United States Department of Agriculture

Agricultural Research Service

Title: Persistence and Movement of Fungal Conidia Applied in Soil for the Management of the Sugarbeet Root Maggot, Tetanops Myopaeformis (Roder).

Authors
item Pingel, Randall
item Smith, Garry
item Campbell, Larry
item Eide, John

Submitted to: Journal of Sugarbeet Research
Publication Type: Abstract Only
Publication Acceptance Date: January 11, 1999
Publication Date: N/A

Technical Abstract: The fungus, Metarhizium anisopliae (Metschnikoff), has potential as an alternative to chemical soil insecticides for the management of the sugarbeet root maggot. For 3 years (1996-98) in the same field, soil applications of an isolate of the fungus (ARS-T1) were made over rotations (wheat, barley, and sugarbeets) and seasons (fall and spring) to evaluate the effectiveness of management strategies. There is a need to better understand what happens to the fungus in the soil after applications (i.e., what concentration of conidia is present, do conidia persist throughout the season, does the fungal concentration build-up with repeated applications or timing of applications, and do conidia move within the soil profile). From May 27 to Aug 19 of 1998, soil samples within the top 22.5 cm (in increments of 7.5 cm) of the soil profile were taken every 2 weeks and analyzed for the presence and quantity of conidia.

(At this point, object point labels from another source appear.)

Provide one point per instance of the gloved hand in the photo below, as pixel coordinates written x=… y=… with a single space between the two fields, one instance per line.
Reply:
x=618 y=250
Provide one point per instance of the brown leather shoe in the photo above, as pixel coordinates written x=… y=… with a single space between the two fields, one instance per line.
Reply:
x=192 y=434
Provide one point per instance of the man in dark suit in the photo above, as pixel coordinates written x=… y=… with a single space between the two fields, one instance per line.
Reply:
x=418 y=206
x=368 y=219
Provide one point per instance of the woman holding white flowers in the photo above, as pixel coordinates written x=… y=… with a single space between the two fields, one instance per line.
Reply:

Concentrations of conidia for all the fungal treatments ranged from 40-160 x 103 conidia/g of soil throughout the sampling period. The number of conidia did not increase with more applications, nor did timing of applications (fall vs. spring) affect the levels of conidia present in the soil. 57-89% of the conidia were present in the top 7.5 cm of the soil profile, and there were significantly fewer conidia present in the middle and bottom 7.5 cm of the soil profile when applications were made for only 2 years. The data suggest the fungus persists during the period of maggot activity with no appreciable reduction in conidial concentration, there is minimal buildup of innoculum over the years or with timing of applications, and there is more downward movement of conidia with more years of applications.